The project: A .NET standalone application consisting in:
- The main application that is a Windows Service containing a web server used for the web interface. Project is 90% .NET (Framework, Standard and Core) plus a few C++ libraries
- Windows Agents that will be deployed naturally on Windows machines
- ASP.NET Core Agents that will be deployed on Linux machines
- WIX used for packing and creating the installer
We don't have a dedicated and experienced Devops team member, but we currently have in place a sort of CI/CD pipeline in VSTS. Nothing fancy, just a bunch of build definitions that run the unit tests for every commit and nightly the integration and Selenium tests split into several builds across multiple VMs (due to MSTest parallelization at the assembly level in order to decrease the run time), and another one that is manually started to create the installer.
In the near future we may need to switch to Jenkins and after spending some time messing with builds in it I grew really fond of the Pipeline plugin (especially with the Blue Ocean one). On the other side, I discovered that if you're not developing in the Java world, you're kind of screwed with even the most basic tools required for .NET like MSBuild and MSTest or VSTest lacking Pipeline support.
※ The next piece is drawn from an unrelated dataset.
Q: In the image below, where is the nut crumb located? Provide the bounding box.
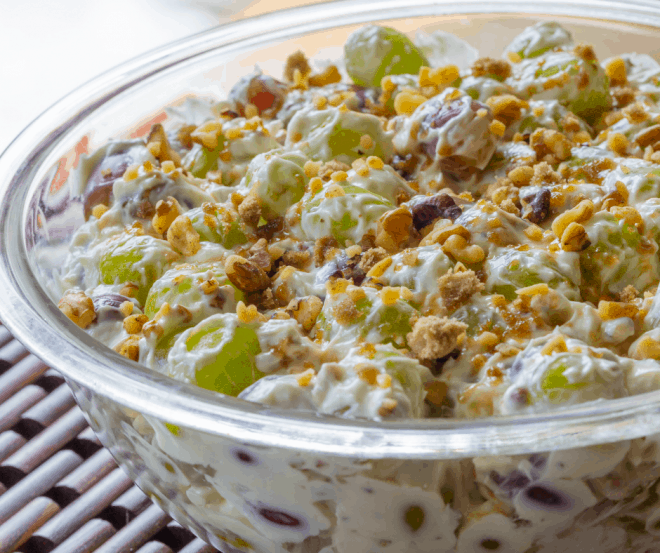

Only to be able to run the tests and display the results we had to do a bunch of steps, mostly consisting in batch scripts and add extra tools to be able to build, perform dotnet restore, nuget restore, run the tests, transform the .trx
file into JUnit supported ones to be able to display them.
Considering all the info above, I humbly ask the following:
- What should an "upgrade" of the existing build system look like?
- Are there any buried resources/guides/starting points in how we could make use easier of the Pipeline in the .NET world?
- Anything else that I may be missing?
We don't have a dedicated and experienced Devops team member
: DevOps is arguably a team member role, see What is the difference between Sysadmin and DevOps Engineer?